Believe me, little old guys with Greek fisherman's caps are every bit as annoying on the road as little old guys with fedoras or Panama hats.

(On the other hand, if he wears a baseball cap, he's probably an OK driver. I don't know why this is. But little old guys in baseball caps just seem peppier and more alert. Unless, of course, it's a baseball cap that says something like: "Veteran of World War I.")

Anyway, if the guy on the phone says yes to all three questions -- boom -- you send a team of examiners over to his house immediately.

If he won't give you his address, no problem.

Just keep him talking and get the phone company to trace the line, just like they do in the movies.

That way, he'll still be on the phone when the MVA van screeches up to his house and four guys in white lab coats jump out and take him away for tests.

Sound too harsh? Too repressive?

Maybe. But we have to do something with these people.

If it comes down to denying them certain basic constitutional rights, well, that's the way it'll have to be.

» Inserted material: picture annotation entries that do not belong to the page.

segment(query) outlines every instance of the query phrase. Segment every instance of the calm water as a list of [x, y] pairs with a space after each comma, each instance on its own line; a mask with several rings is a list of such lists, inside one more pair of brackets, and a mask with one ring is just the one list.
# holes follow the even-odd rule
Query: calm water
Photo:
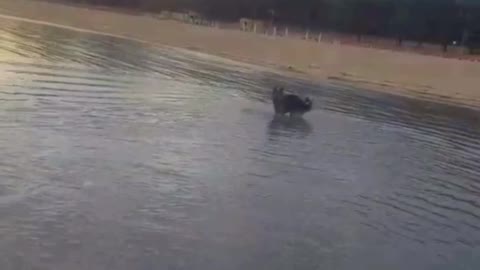
[[[480, 268], [478, 112], [0, 32], [2, 270]], [[274, 119], [276, 83], [315, 110]]]

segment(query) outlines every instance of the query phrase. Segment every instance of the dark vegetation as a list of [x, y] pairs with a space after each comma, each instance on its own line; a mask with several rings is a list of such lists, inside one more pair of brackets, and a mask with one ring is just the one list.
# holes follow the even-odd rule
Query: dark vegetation
[[62, 0], [148, 11], [191, 10], [212, 20], [242, 17], [312, 30], [480, 48], [480, 0]]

Let me tell you a story about what happened to me last month on a road in Lancaster, Pa.

Lancaster, of course, is the heart of Amish country. And usually when you're driving there, you worry about getting stuck on a two-lane road behind an Amish guy in a horse-drawn buggy.

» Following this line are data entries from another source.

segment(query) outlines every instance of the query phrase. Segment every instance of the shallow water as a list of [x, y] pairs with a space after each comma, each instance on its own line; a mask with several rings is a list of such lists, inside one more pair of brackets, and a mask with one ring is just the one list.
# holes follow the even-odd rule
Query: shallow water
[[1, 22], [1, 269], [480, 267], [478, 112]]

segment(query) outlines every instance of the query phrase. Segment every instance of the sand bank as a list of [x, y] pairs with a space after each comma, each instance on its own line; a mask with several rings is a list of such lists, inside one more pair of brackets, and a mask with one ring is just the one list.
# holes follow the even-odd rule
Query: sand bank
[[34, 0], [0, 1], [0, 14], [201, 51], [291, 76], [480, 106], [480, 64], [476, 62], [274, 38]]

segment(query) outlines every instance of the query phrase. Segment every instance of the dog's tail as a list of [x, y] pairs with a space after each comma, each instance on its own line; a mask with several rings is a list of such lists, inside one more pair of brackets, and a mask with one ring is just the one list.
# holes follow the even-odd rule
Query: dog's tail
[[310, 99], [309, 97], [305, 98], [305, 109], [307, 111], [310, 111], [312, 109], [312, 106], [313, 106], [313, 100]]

Just my luck: I got stuck behind a little old guy with a hat. Take it from me, an Amish guy in a buggy drives like Jeff Gordon compared to a little old guy with a hat.

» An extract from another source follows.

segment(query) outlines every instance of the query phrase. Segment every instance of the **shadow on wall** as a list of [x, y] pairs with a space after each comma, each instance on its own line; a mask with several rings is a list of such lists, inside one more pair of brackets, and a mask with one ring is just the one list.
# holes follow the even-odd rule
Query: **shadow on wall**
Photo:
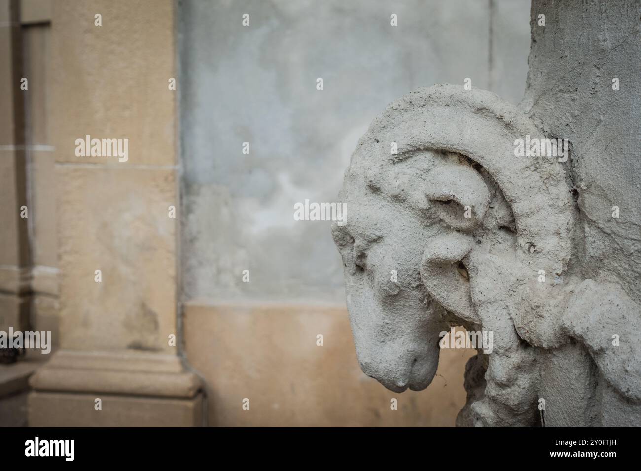
[[344, 308], [190, 304], [184, 322], [210, 426], [453, 427], [476, 353], [442, 350], [428, 389], [399, 394], [361, 371]]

Anyway, this little old guy with a hat was a piece of work. He was poking along at about 27 mph. I was stuck behind him for about eight miles, with a half-dozen more cars stuck behind me.

Finally we get to a red light and an intersection. I pull up alongside the guy, ready to floor it and screech off ahead of him.

When he sees me, he rolls down his window. And he says: "Boy, it's a beautiful day, isn't it?"

I'm sorry. But people with that kind of attitude just don't belong on the roads.